# Feeler: Taxidermy and Horns



## KineKilla (Jan 28, 2011)

With the recent passing of my father, I have been preparing for the task of moving, using or liquidating some of the stuff left at the house. To that effect, 

I am trying to gather info or interest in some of the animal mounts up there. I don't need offers, or commitments but if you think you may be interested, then maybe just a response in this thread so I know who to contact when/if it goes up for sale?

Mounts I know of...(Most if not all are shoulder mounts)

5x6 Point Bull Elk
5x6 Point Bull Elk (taken on Monte Cristo, the 2nd one pictured below)
Desert Big Horn
Caribou
8 point Whitetail deer (you know those ******* scoring systems...4x4)
7x6 (I think) Mule Deer (I will likely keep this beauty, but maybe not)

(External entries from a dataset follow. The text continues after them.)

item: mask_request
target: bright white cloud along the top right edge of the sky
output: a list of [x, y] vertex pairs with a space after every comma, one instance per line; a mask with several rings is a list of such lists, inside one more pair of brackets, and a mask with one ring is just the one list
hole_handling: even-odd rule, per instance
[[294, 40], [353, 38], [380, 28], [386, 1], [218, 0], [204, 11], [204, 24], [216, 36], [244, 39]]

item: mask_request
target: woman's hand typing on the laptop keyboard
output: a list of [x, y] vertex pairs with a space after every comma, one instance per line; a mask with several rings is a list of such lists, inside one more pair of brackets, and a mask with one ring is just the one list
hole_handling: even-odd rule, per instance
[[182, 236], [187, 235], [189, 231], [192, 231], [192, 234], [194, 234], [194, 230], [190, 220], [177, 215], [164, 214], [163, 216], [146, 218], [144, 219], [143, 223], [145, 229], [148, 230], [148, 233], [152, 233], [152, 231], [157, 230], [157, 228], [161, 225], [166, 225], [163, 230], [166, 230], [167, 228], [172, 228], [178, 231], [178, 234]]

I also have an entire wall of mule deer antlers that we have harvested over the years. We call it the wall of shame but there are actually some very nice racks up there. I will get pics this weekend and send them to whoever wants.


----------



## EmmTee (Jan 15, 2014)

Sorry for your loss Kine....

I would be interested in some of the antlers... I am looking to make some knives (1 for me, 1 for my dad, and 1 for my son) and I got out of the antler hunts a long time ago.


----------



## KineKilla (Jan 28, 2011)

Pics...be kind as they are cellphone pics and all animals are still in their Christmas Garb. ;-)


----------



## Critter (Mar 20, 2010)

On the mounts check with a home design shop. Mounts are always a good sell for the upper end buyers in such areas such as Park City and Deer Valley.


----------



## bowhunt3r4l1f3 (Jan 12, 2011)

Hit me up when you start thinking about moving some of these guys. I know my wife was wanting another set or two for some rooms (yea my wife is that awesome).


----------



## COOPERD (Sep 16, 2007)

That mule deer mount is beautiful.


----------